El proyecto titulado ‘Modificación de equipos y optimización del proceso de almazara para mejorar los rendimientos grasos industriales y la calidad de los aceites en cultivos intensivos y superintensivos de olivar’ tiene como objetivo final obtener aceites de oliva vírgenes de alta calidad y con altos rendimientos industriales, independientemente de la localización geográfica, las diferentes variedades de aceituna y el tipo de cultivo, así como divulgar la cultura del aceite de oliva. Para lograr ese reto, “era necesario mejorar el rendimiento del proceso de elaboración de aceites de oliva vírgenes mediante la propia mejora de la maquinaria de almazara”, explica Manuel Moya, responsable de la investigación.

El carbonato cálcico, en una riqueza superior al 99% y obtenido mediante micronización de piedra caliza, es el principal constituyente de este proceso innovador respecto a la técnica más habitual basada en el uso de talco.

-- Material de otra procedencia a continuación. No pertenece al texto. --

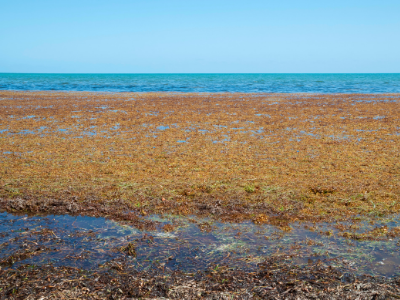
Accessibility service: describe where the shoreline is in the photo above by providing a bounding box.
[0,91,400,299]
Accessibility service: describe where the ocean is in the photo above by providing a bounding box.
[0,73,400,94]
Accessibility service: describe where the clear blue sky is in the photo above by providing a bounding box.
[0,0,400,73]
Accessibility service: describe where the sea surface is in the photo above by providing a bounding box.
[0,73,400,94]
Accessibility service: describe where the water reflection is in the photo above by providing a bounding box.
[0,213,400,276]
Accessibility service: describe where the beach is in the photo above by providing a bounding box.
[0,90,400,299]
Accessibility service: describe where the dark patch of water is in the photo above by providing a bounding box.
[0,213,400,276]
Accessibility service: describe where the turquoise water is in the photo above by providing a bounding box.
[0,73,400,94]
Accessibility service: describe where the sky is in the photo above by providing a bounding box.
[0,0,400,73]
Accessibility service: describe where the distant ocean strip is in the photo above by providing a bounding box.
[0,73,400,94]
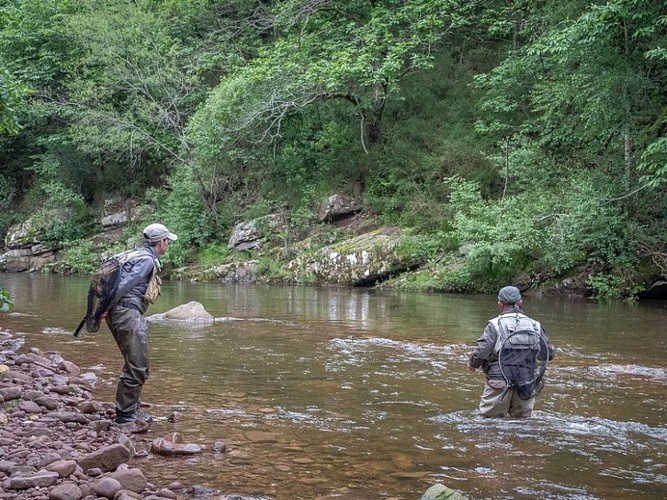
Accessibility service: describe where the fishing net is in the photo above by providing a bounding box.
[498,330,549,400]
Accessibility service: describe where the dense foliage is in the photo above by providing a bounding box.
[0,0,667,295]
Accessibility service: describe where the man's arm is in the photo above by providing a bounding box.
[468,321,498,371]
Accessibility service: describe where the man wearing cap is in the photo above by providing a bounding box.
[103,224,178,424]
[468,286,554,418]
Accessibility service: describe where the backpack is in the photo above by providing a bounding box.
[74,249,162,337]
[491,313,549,400]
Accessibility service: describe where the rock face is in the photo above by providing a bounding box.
[316,194,361,222]
[288,227,417,286]
[147,300,215,323]
[228,214,286,251]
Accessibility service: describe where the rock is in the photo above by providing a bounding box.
[148,301,215,323]
[228,214,286,251]
[8,469,59,490]
[151,438,202,456]
[93,477,123,500]
[46,460,77,477]
[77,444,130,472]
[421,483,466,500]
[49,481,83,500]
[111,468,148,493]
[287,227,420,286]
[316,194,361,222]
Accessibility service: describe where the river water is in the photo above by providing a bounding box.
[0,274,667,500]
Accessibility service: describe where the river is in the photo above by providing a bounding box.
[0,274,667,500]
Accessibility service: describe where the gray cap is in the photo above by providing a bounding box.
[498,286,521,306]
[144,224,178,243]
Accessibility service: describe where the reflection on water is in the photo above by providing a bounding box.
[0,275,667,500]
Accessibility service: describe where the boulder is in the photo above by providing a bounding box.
[228,214,286,251]
[316,194,361,222]
[148,300,215,323]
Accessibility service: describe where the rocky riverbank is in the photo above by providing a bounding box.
[0,331,240,500]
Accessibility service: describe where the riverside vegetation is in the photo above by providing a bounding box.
[0,0,667,298]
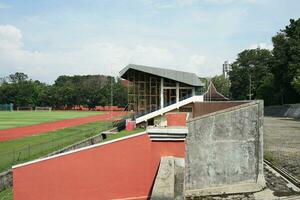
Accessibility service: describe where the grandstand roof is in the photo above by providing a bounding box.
[120,64,204,86]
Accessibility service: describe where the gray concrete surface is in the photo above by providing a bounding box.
[151,156,184,200]
[265,104,300,118]
[185,101,265,196]
[264,117,300,180]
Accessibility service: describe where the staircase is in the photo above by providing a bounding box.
[136,95,203,124]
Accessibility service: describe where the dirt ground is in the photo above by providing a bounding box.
[264,117,300,180]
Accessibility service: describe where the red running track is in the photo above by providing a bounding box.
[0,112,126,142]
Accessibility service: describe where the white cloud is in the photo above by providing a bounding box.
[0,25,180,82]
[0,25,225,83]
[0,2,10,9]
[249,42,273,50]
[0,25,22,50]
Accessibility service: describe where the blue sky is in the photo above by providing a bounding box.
[0,0,300,83]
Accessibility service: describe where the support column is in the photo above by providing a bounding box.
[160,78,164,108]
[176,82,179,103]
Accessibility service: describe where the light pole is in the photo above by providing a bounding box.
[249,64,254,100]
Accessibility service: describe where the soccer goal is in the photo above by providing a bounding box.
[35,106,52,112]
[0,103,14,111]
[17,106,32,111]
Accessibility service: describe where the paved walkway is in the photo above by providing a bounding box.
[0,112,126,142]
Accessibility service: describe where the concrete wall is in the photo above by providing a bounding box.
[13,133,185,200]
[185,101,265,196]
[192,101,247,117]
[265,104,300,118]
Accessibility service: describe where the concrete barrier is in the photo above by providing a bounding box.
[185,101,265,197]
[151,156,184,200]
[265,104,300,118]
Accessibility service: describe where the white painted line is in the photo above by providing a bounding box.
[12,131,147,169]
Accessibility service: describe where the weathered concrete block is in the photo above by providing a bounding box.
[151,156,184,200]
[185,101,265,196]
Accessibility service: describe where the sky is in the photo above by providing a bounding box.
[0,0,300,84]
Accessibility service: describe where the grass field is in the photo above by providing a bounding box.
[0,111,103,130]
[0,121,111,172]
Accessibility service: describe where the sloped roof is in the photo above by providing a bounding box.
[203,81,229,101]
[120,64,204,86]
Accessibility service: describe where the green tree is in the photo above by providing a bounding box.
[211,75,230,97]
[229,48,272,100]
[292,70,300,94]
[271,19,300,104]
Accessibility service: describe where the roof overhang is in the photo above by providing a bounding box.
[120,64,204,86]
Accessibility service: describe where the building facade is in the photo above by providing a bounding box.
[120,64,204,115]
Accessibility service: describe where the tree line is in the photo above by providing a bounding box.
[0,72,127,109]
[212,19,300,105]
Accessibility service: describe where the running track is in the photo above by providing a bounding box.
[0,112,126,142]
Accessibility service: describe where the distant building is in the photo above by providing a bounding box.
[223,60,232,78]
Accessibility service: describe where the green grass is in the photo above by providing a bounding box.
[0,121,111,172]
[0,111,103,130]
[0,188,13,200]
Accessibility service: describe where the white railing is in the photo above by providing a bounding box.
[136,95,203,124]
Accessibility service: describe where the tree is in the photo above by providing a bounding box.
[271,19,300,104]
[211,75,230,97]
[229,48,272,100]
[8,72,28,83]
[292,70,300,94]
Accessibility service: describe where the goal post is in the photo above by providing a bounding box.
[17,106,33,111]
[34,106,52,112]
[0,103,14,111]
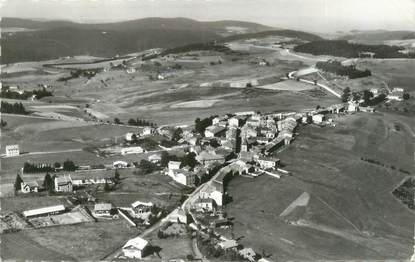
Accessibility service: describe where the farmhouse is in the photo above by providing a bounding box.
[122,237,148,259]
[121,146,144,155]
[22,205,65,218]
[148,154,161,164]
[205,126,226,138]
[55,175,73,192]
[125,133,137,142]
[6,145,20,157]
[169,207,187,224]
[264,137,285,155]
[21,181,39,193]
[71,172,114,186]
[196,151,225,165]
[386,87,404,101]
[228,117,239,127]
[311,114,324,124]
[195,198,215,212]
[218,239,238,250]
[167,161,182,171]
[169,169,195,186]
[347,102,359,112]
[257,157,280,169]
[131,201,154,214]
[112,161,128,168]
[94,203,113,217]
[239,247,256,261]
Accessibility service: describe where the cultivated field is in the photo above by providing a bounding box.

De esta manera, han estudiado la influencia de los factores tecnológicos sobre los rendimientos industriales y en los parámetros de calidad reglamentada, que se relacionan con las condiciones de operación durante su elaboración.

A lo largo de la investigación, han utilizado aceitunas recolectadas durante cuatro campañas oleícolas (2011-2015), de diferentes procedencias, como el sur y norte de Portugal, Sevilla, El Molar o Villanueva del Arzobispo (Jaén), en diferentes estados de maduración, de cultivos de regadío y secano, de sistemas de cultivo tradicional, intensivo y superintensivo, y de diferentes variedades: Koroneiki, Arbequina, Picual, Picudo, Royal y Verdala.

Según los resultados experimentales obtenidos en el laboratorio con estas distintas variedades de aceituna, la utilización de carbonato cálcico permite aumentar, en todos los casos, los rendimientos de extracción. A su vez, con el uso de carbonato cálcico se puede trabajar en frío, sin que haya disminución del rendimiento, consiguiendo de esta forma aceites de mejor calidad.

Este Proyecto Motriz de Excelencia de la Junta de Andalucía arrancó en julio de 2011, se ha extendido durante cinco años, hasta julio de 2016. Durante su desarrollo, el grupo de investigación de la UJA ha contado con la colaboración de la empresa GEA Westfalia Separator Ibérica.

Además de Manuel Moya, han participado Francisco Espínola, Diego Ginés Fernández, Antonia de Torres y Sonia Alcalá, investigadores del Departamento de Ingeniería Química, Ambiental y de los Materiales de la UJA, Mª del Mar Velasco, y Raquel Puente, investigadoras del Departamento de Organización de Empresas, Marketing y Sociología de la UJA, Mª Teresa Ocaña, investigadora del Departamento de Didáctica de las Ciencias de la UJA, así como Juan Vilar y Rafael Cárdenas por parte de la empresa GEA Westfalia Separator Ibérica.